[PATCH v4 bpf-next 05/11] tcp: Migrate TCP_ESTABLISHED/TCP_SYN_RECV sockets in accept queues.

From: Kuniyuki Iwashima
Date: Mon Apr 26 2021 - 23:48:21 EST


When we call close() or shutdown() for listening sockets, each child socket
in the accept queue are freed at inet_csk_listen_stop(). If we can get a
new listener by reuseport_migrate_sock() and clone the request by
reqsk_clone(), we try to add it into the new listener's accept queue by
inet_csk_reqsk_queue_add(). If it fails, we have to call __reqsk_free() to
call sock_put() for its listener and free the cloned request.

After putting the full socket into ehash, tcp_v[46]_syn_recv_sock() sets
NULL to ireq_opt/pktopts in struct inet_request_sock, but ipv6_opt can be
non-NULL. So, we have to set NULL to ipv6_opt of the old request to avoid
double free.

Note that we do not update req->rsk_listener and instead clone the req to
migrate because another path may reference the original request. If we
protected it by RCU, we would need to add rcu_read_lock() in many places.

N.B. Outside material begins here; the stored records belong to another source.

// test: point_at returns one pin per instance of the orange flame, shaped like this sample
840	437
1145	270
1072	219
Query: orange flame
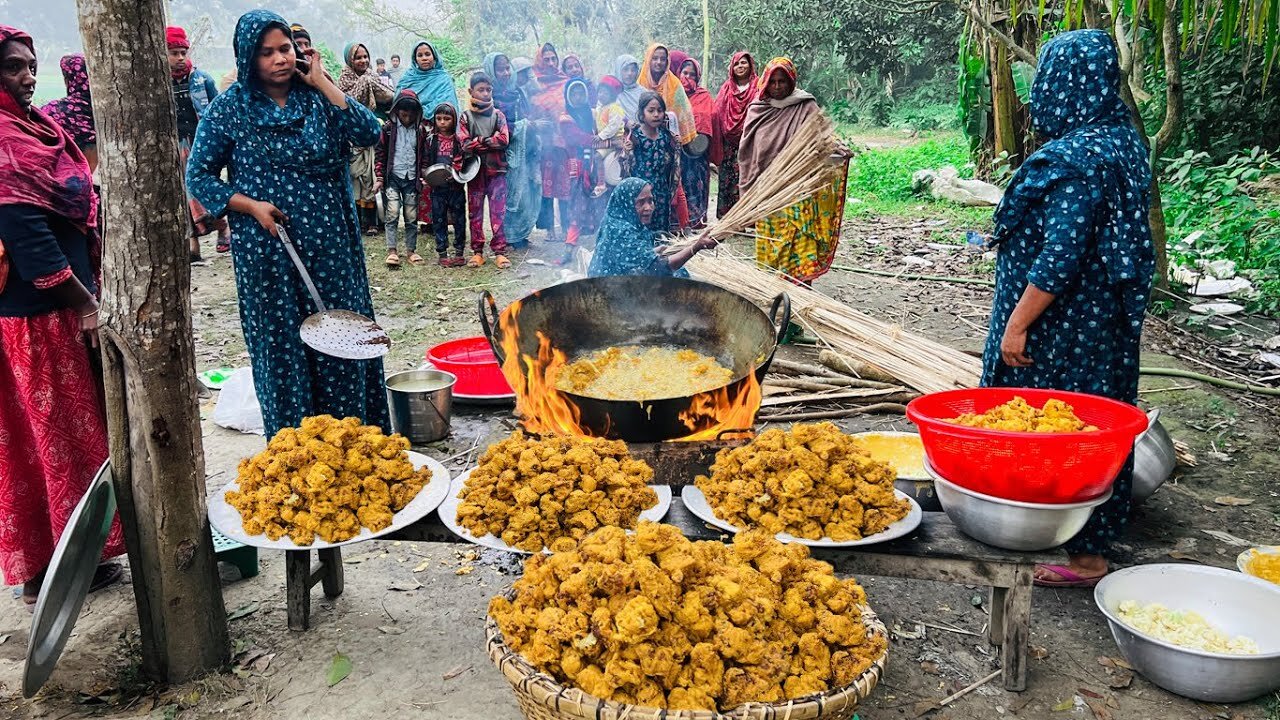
545	410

Link: https://lore.kernel.org/netdev/20201209030903.hhow5r53l6fmozjn@xxxxxxxxxxxxxxxxxxxxxxxxxxxxxx/
Suggested-by: Martin KaFai Lau <kafai@xxxxxx>
Signed-off-by: Kuniyuki Iwashima <kuniyu@xxxxxxxxxxxx>
---
include/net/request_sock.h | 2 ++
net/core/request_sock.c | 37 +++++++++++++++++++++++++++++++++
net/ipv4/inet_connection_sock.c | 31 ++++++++++++++++++++++++++-
3 files changed, 69 insertions(+), 1 deletion(-)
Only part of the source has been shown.